There are options for part time FE lecturing where you qualify at the same time - it was called a PGCE in adult education when I did it but I don't know if it still exists as it was sometime ago.

As much as I loved doing my job it was really unpredictable as courses would get pulled at the last minute sometimes if not enough people enrolled - I found it to be very uncertain.

I don't know if that is helpful or not, I hope so.

CountryLovingGirl · 04/11/2015 09:49

Hi,

You can do a post-16 PGCE part time. As you already have PTLLS you will be exempt from the first few months of the course. You need to do so many hours teaching every week throughout the course. I think it's 40 hours the first year and 60 hours the second year (probably about 1 or 2 hours teaching a week). The course is cheaper than a school PGCE.
Local colleges tend to do the post-16 PGCE. You can choose when to do it (our local college does it one night a week).

I was going to do this for science and the college offered me paid hours to do the practice.

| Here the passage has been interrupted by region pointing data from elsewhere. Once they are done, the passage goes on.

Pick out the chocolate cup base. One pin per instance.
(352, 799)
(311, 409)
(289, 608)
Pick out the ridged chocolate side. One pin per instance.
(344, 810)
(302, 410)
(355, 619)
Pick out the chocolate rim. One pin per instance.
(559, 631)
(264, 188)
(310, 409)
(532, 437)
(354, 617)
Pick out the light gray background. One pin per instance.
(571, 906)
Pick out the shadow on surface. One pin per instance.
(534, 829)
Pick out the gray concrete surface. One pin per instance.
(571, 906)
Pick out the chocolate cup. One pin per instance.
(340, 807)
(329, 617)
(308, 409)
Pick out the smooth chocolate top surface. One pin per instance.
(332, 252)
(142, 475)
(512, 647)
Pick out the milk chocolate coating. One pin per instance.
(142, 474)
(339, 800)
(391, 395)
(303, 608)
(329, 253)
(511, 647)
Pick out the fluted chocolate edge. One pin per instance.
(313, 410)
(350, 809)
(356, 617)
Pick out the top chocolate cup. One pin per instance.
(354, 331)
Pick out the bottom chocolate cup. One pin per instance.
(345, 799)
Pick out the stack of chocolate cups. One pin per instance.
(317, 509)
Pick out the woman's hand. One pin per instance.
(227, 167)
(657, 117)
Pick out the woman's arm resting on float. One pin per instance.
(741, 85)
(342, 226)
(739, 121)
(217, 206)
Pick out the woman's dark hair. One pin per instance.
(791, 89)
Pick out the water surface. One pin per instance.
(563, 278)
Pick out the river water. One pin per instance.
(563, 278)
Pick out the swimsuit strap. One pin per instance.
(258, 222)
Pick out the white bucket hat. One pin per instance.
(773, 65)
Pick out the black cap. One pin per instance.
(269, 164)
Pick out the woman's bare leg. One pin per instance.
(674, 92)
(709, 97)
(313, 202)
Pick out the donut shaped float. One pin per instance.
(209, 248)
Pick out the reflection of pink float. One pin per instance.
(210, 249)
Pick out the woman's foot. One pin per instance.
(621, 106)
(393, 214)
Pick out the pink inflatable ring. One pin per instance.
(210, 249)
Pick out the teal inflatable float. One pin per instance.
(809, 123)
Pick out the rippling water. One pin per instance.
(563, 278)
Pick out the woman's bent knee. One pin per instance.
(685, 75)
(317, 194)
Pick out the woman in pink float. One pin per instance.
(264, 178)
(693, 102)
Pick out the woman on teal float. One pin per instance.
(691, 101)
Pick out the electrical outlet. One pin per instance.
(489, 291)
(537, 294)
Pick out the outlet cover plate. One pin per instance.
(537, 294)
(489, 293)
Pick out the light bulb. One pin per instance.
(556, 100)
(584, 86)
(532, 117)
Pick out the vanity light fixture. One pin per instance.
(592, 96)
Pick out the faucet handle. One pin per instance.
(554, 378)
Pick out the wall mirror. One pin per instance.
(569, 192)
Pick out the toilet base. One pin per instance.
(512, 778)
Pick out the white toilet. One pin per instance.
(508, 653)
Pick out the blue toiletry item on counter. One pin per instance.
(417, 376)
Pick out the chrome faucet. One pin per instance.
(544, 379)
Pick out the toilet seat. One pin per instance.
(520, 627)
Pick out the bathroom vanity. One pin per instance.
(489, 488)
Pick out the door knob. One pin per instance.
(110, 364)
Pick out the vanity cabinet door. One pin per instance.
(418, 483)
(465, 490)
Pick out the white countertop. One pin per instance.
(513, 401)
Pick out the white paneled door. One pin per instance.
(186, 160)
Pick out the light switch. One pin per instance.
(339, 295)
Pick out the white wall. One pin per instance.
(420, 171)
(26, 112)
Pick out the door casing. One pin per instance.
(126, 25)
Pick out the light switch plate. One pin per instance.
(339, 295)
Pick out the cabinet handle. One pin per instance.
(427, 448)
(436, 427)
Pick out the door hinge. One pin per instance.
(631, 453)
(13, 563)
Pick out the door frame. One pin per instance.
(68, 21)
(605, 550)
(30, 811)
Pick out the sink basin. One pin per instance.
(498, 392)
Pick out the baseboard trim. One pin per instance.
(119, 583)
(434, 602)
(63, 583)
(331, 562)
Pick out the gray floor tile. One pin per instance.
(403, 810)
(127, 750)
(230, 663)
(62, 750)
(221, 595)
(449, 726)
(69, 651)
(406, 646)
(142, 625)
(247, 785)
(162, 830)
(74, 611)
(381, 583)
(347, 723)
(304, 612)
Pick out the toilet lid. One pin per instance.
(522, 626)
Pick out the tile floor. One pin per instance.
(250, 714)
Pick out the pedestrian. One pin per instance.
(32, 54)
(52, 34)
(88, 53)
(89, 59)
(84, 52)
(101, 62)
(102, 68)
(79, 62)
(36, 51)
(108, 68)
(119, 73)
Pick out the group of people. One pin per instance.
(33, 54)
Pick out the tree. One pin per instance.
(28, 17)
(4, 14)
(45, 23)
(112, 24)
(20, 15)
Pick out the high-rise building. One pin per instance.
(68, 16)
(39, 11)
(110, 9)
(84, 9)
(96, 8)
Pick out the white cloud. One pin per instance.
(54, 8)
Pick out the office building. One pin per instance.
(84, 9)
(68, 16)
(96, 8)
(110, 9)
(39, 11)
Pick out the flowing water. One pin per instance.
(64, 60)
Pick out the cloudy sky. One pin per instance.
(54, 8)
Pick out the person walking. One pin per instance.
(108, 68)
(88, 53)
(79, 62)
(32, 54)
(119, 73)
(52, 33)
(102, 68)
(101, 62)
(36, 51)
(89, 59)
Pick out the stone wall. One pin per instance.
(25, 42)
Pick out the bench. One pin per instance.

I work 3 days in an NHS profession so was looking at this as a side-line (plus, I want to leave the NHS due to the crazy hours now and commuting time).

Do you not fancy doing a secondary PGCE? You can do a flexible distance learning course.

slug · 04/11/2015 11:02

My PGCE is in post compulsory and adult education. I had some teaching qualifications e.g. City and guilds 7307, which contributed towards some of the credits I needed, making the whole process a bit shorter. I did mine through The University of Greenwich

My only concern is that the Govt is severely restricting finance to the post 16 sector and colleges are merging and closing down. It's not an easy time to get into FE teaching, unless, of course, you are in one of those subjects that is chronically short of teachers. I left teaching 7 years ago and I'm still plagued with calls from recruiters desperate for maths teachers.

Butby · 04/11/2015 22:14

Thanks all for the advice ??

Hadn't been on the Prospects page before and there seems to be lots of opportunities.

Unless I get a job which supports me to do a PGCE I'm not going to do it - I've paid the whole amount of my OU degree and my daughter is off to uni next year so won't be able to afford it. Plus to be honest I'm enjoying having a bit of free time again ????